Tudo bem, agora eu me f...
Parei o carro no acostamento e olhei pelo retrovisor, para Kate e tio Jeb
que estavam conosco. Que ótima ideia fazer isso pela primeira vez com eles dois
no banco de trás! Mas Kate queria ir até o esconderijo de Nate para rever os
amigos, e o espertão aqui tinha que tentar impressioná-la dando uma carona em
grande estilo. E, claro, para que merda pouca se o tio Jeb podia fazer questão
de ir junto? Parabéns para mim. Será que seria demais esperar que esse azar
todo me desse uma folga e eles estivessem... sei lá! Tipo, não prestando
atenção em nada disso?
Aham! Porque a especialidade do
mundo é ser justo comigo!
Logan continuava ficando verde por segundo, enquanto tio Jeb segurava uma
risada e Kate me olhava com aquela cara assustada de quem já está vendo a
bronca chegar (porque, claro, também não era fácil ser a única adolescente na
célula de Nate e Kate era tão especialista em detectar encrenca quanto eu. Não
que a cara de meu adorável cunhadinho deixasse muito espaço para dúvida).
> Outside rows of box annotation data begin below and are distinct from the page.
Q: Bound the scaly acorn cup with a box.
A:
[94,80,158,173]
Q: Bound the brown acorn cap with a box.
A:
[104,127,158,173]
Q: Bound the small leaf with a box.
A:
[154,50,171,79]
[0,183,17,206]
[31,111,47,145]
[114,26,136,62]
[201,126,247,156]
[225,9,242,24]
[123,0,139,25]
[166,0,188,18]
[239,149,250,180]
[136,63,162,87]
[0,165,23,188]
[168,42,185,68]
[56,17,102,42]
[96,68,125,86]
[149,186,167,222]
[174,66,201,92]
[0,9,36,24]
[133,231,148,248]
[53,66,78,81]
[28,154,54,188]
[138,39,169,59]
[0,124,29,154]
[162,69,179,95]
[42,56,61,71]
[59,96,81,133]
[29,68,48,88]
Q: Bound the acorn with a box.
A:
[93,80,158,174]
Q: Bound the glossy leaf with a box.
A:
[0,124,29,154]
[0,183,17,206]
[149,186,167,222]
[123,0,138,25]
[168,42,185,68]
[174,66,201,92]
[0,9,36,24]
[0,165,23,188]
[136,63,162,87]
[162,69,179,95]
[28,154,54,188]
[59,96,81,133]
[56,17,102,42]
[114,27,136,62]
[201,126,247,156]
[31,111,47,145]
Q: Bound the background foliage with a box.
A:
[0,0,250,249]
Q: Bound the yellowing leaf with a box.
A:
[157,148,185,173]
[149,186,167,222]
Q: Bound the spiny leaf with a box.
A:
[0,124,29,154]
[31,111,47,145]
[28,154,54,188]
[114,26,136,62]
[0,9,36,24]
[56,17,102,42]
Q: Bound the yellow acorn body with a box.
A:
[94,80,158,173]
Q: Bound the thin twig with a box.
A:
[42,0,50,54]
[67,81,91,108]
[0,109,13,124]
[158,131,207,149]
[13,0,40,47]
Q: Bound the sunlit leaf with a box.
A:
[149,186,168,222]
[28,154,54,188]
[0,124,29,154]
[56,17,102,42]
— Isso tudo é culpa sua, se quer saber — explodi. Se ele ia me fazer
passar vergonha, pelo menos eu ia dizer umas verdades antes. — Primeiro ficou
me enrolando pra me ensinar a dirigir, depois só me ensinou a dirigir com câmbio
automático. Tudo porque não queria que eu chegasse perto do seu Mustang
queridinho.
— Jamie, quer parar de ser melodramático! Eu até já deixei você dirigir o
Porsche! Só achei que você precisava ser mais experiente antes de experimentar
o câmbio manual...
— Besteira! Você já deixou um monte de gente dirigir o Porsche. — Só para convencê-los a manter aquele carro
chamativo! — Não quer dizer nada. Agora, esse aqui todo mundo sabe que é
seu preferido e que você só deixa a Estrela e o tio Jeb colocarem a mão nele.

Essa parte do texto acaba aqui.